The renewed drive by some members of Congress — with the apparent blessing of the Obama administration — to reopen the drive for legal re-importation of prescription drugs may come as a surprise to community pharmacy leaders. Many may have assumed the re-importation drive was all but dead in the water after earlier efforts to legislate an open supply spigot with Canada and other nations failed amid patient-safety concerns, opposition from Canadian health officials and the rise of such low-cost prescription alternatives in the U.S. as Wal-Mart’s $4 commoditization of generic drug prices.
Those pharmacy advocates were wrong. Despite opposition from the Food and Drug Administration, community pharmacy and patient-safety advocates, some lawmakers still harbor the misguided belief that the answer to the nation’s high drug prices is to let Internet and brick-and-mortar pharmacies — and cash-strapped seniors themselves — buy lower-priced drugs directly from across the border, Europe or other suppliers that pay far less for prescription medications for their own populations.
Congressional lawmakers aren’t alone in that belief. Obama administration officials including Health & Human Services Secretary Kathleen Sebelius have come out in support of drug re-importation as a cost-effective alternative for Americans hit hard by drug prices, provided those re-imported drugs come from countries with well-established drug-safety and review procedures. Indeed, when she was governor of Kansas, Sebelius pushed a program to allow state residents to purchase drugs from some approved pharmacies in Canada and Europe.

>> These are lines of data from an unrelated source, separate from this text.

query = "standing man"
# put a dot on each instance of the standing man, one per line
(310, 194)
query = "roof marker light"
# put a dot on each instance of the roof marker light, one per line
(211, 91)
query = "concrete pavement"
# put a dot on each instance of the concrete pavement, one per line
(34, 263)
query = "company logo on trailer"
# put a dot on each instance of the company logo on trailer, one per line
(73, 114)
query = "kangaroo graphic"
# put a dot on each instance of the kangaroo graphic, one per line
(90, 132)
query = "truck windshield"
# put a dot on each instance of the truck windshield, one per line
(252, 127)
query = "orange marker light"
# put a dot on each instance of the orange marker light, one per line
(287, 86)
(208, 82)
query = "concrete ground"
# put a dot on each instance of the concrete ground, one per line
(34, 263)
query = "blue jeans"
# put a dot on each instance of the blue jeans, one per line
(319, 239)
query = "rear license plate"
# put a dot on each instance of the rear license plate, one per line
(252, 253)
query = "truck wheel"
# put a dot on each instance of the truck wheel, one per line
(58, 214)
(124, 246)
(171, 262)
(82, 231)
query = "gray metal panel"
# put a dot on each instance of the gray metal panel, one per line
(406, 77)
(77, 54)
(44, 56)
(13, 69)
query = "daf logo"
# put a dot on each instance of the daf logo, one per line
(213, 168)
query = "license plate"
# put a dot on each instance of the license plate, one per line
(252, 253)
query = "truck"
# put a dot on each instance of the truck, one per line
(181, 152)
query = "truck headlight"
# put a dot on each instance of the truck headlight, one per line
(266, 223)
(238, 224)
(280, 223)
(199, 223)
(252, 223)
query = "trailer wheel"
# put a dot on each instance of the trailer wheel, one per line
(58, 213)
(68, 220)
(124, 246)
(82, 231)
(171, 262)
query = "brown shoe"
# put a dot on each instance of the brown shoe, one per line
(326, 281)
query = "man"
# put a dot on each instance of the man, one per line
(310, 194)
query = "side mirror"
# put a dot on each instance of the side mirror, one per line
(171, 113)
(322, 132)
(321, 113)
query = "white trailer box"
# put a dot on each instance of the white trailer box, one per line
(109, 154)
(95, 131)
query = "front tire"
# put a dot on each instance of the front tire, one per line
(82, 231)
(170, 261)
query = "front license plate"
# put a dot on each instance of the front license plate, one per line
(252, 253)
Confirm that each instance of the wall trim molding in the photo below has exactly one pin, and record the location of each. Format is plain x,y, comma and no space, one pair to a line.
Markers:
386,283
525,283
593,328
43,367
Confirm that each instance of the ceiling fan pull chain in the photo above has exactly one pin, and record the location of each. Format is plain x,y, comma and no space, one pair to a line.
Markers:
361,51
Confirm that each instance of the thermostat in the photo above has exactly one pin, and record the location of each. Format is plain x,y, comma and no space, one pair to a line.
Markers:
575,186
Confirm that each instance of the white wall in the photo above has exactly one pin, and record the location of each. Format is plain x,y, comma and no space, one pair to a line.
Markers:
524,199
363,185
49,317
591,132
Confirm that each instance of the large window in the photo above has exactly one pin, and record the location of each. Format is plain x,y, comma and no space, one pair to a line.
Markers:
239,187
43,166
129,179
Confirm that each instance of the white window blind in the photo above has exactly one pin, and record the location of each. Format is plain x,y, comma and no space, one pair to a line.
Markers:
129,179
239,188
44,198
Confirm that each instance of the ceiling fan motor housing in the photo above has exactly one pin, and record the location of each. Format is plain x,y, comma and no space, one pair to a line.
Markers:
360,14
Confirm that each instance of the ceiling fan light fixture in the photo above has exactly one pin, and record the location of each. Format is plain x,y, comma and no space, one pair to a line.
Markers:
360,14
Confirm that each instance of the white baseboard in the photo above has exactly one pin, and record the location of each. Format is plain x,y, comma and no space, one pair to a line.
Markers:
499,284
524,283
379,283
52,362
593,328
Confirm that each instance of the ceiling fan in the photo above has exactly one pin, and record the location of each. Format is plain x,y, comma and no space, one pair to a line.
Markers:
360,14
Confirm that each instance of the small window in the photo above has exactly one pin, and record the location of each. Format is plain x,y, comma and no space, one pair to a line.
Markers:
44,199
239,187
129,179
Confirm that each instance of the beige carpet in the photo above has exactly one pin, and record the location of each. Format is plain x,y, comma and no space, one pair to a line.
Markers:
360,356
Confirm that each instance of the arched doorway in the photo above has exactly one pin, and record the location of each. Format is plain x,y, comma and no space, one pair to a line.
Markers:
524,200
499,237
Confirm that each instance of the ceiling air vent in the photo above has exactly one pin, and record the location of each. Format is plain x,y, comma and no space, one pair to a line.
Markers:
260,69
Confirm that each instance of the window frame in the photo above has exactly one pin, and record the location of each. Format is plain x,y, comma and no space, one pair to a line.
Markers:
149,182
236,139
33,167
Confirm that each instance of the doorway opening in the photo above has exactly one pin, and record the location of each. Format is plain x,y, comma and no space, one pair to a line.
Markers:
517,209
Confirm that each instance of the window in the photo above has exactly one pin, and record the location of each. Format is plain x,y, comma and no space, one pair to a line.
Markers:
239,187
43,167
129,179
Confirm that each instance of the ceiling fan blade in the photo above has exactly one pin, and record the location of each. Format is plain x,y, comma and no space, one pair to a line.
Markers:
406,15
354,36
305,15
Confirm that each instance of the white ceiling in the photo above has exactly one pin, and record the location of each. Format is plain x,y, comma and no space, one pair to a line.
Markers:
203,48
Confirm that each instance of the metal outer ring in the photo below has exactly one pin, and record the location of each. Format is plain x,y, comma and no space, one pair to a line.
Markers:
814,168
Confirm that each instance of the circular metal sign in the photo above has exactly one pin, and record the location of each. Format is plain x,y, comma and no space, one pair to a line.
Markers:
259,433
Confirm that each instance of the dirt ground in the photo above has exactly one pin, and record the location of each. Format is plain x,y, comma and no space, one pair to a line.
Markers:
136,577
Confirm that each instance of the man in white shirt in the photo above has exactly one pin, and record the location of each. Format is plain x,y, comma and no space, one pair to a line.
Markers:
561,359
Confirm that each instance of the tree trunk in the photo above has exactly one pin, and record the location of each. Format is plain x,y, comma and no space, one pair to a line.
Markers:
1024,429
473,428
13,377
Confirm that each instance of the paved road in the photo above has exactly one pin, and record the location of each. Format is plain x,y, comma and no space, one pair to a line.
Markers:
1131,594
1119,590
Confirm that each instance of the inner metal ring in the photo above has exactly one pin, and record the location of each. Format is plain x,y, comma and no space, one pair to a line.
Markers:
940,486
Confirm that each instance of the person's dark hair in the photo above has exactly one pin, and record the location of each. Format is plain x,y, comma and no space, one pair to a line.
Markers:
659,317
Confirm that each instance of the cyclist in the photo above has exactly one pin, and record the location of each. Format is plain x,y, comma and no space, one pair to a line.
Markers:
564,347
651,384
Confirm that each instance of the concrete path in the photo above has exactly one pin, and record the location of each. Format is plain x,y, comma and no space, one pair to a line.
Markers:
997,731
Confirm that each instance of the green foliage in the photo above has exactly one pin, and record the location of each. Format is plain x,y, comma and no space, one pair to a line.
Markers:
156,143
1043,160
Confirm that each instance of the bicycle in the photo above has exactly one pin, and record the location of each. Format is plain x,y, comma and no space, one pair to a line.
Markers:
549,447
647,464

The urge among policymakers to help seniors unable to afford some high-ticket but critical medications is understandable and commendable. But as pharmacy leaders have long pointed out, assuring the complete safety of a drug-supply chain that originates beyond our borders or from Internet pharmacies is all but impossible. Trying to turn Canada’s limited drug supply into America’s backup medicine cabinet won’t solve the problem of high drug costs.
Many pharmaceutical companies now offer their own discounts — some of which are substantial — to seniors who can’t afford to pay full price or full co-pays for branded drugs. And it goes without saying that pharmaceutical therapy is still the most cost-effective form of treatment for chronic conditions.
The long-term solution will have to involve the nation’s massive health reform and a more comprehensive, integrated approach to keeping Americans healthy, covered for catastrophic health costs and out of hospitals. And, as pointed out by NACDS president and CEO Steven Anderson, other solutions to high health costs already exist — including the massive potential for improved patient outcomes through more direct pharmacist intervention with patients, and improving generic drug utilization rates through better incentives for dispensing me-too meds.